Maybe it sounds like I’m obsessing over this. It’s possible! This is just new territory for an Arrow episode, as I’m not sure I’ve yet come across an episode this generally excellent that’s undercut so severely by a decision that, if not outright bad, is at least plenty strange in its handling. I don’t imagine Havenrock will be soon forgotten—this is likely going to shape Felicity’s character arc for a good long while—but this is, in an absolute sense, the biggest, worst thing that’s ever happened in the present-day Arrow universe, so it’s just odd for it be this rushed. We’ve reached a point, after a misfiring third season and an improved but still meandering fourth, where Arrow is going to have a fragile relationship with its audience for the foreseeable future, where any big creative decision is appraised not just in terms of “How well does it work?” but also “Does the creative team actually know what they’re doing here?” That’s an awfully meta way to be thinking about a show, but it’s hard not to reach that point after Arrow’s frequent narrative cul-de-sacs and ineffectual storytelling choices.

The good news is that most of “Monument Point” represents Arrow at its best, and maybe a misjudged, bonkers swing for the fences like nuking Havenrock—or, more precisely, treating the nuking of Havenrock like it’s just another plot beat—is the price we pay for an Arrow that is otherwise confident in its storytelling and refreshingly light on angst. Hell, Oliver doesn’t blame himself for anything even once! This episode often recalls the best parts of the first two seasons’ endgames, as the stakes got bigger and the action got bolder. Maybe one thing tonight was a little too big and a little too bold.

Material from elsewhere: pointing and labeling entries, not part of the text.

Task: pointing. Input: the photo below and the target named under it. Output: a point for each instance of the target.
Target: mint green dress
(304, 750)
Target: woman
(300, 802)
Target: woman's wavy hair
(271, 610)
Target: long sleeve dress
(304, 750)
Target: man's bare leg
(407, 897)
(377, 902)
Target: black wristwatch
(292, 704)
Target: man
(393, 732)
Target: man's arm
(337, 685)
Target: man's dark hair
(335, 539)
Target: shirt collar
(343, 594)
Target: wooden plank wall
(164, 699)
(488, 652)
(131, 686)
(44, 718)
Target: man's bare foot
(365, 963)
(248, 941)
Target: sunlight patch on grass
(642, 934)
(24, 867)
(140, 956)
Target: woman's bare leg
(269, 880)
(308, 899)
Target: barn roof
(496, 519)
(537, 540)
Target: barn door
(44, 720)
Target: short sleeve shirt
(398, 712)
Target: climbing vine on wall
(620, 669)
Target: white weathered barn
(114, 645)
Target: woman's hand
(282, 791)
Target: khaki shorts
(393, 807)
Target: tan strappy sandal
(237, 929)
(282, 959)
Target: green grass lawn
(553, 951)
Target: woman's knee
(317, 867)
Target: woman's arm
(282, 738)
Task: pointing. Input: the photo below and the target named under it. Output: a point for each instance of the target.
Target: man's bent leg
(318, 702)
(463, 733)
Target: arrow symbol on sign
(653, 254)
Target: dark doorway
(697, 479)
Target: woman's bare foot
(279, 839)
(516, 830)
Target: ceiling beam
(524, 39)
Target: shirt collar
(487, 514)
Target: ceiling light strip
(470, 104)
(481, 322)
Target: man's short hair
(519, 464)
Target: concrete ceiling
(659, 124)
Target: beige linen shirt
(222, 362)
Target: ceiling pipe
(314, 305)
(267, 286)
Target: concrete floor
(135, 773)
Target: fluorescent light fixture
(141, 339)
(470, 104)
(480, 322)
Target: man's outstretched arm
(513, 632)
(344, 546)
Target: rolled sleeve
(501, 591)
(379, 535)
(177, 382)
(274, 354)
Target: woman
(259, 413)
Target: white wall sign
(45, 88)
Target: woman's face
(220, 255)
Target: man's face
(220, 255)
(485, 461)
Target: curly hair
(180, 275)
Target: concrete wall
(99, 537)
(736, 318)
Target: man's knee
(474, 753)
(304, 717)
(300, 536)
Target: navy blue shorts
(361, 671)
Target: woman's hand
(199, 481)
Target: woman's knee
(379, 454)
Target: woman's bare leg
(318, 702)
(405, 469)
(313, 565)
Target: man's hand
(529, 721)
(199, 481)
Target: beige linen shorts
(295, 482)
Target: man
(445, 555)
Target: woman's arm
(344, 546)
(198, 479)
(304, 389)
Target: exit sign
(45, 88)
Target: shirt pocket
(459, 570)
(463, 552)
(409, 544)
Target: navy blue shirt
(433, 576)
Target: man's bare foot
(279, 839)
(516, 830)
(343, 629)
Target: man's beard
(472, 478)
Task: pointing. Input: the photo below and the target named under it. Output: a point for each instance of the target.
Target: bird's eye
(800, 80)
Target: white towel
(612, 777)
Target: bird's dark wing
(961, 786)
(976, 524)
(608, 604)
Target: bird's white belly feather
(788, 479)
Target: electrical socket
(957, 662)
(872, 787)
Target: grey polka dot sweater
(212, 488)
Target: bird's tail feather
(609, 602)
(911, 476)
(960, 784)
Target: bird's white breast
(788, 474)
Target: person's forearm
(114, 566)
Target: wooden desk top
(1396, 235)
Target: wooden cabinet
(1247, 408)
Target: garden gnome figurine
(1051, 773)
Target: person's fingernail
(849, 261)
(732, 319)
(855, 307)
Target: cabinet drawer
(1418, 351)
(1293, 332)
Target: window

But far too much caution and repetitiveness in the show’s storytelling, I think I can deal with that.

Stray observations

  • So, I’m generally not a big fan of a question people always raise with superhero universes, which is, “If that other superhero exists, why aren’t they always called in to help with the threat?” More superhero movies and shows actually address this by isolating their protagonists than is generally given credit for, but I think the all-purpose answer is, “Eh, they’ve all got threats of their own to deal with.” So I’m not bothered that Oliver doesn’t call on Barry’s help in most episodes. But I do think any global-level threat does kind of require some explanation as to why this isn’t a team-up scenario. I’m just going to assume this is set when Barry doesn’t have his powers.
  • I generally find endearing the DC Universe’s use of generic fake city names, but Monument Point doesn’t work as well onscreen as it might do on the page. It just doesn’t really sound like the name of a city. Now, Monument City? That I’d immediately grasp is a city.
  • Oh, hey flashbacks. Yeah, you’re still happening, huh? I guess we’re finally going to get some payoff for the constantly foreshadowed bit of business about Oliver’s sole friend in the camp getting turned evil by the idol. Cool.
  • Thea’s subplot tonight only confirms my longstanding contention that Willa Holland is the best and more than capable of being the new protagonist. So, just as a crazy hypothetical: Let’s say we split Oliver and Thea and give them both a show of their own. Do you spin Thea off, give her Arrow and do something new with Oliver, who I’d argue could benefit from a change of scenery? Perhaps you even put one of them on the next season of Legends Of Tomorrow, which could certainly benefit from one of them. I kind of like sending Oliver off to Legends for at least a half-season and radically restructuring Arrow around Thea for a bit. But then I’m a bit of a madman.
  • The CW is advertising that Ninja Turtles sequel pretty heavily. I’ve got to say: I can’t imagine a more precise translation of Stephen Amell from TV to movies than having him go play Casey Jones. They might as well just drop the pretense halfway through and have everyone start calling him Oliver.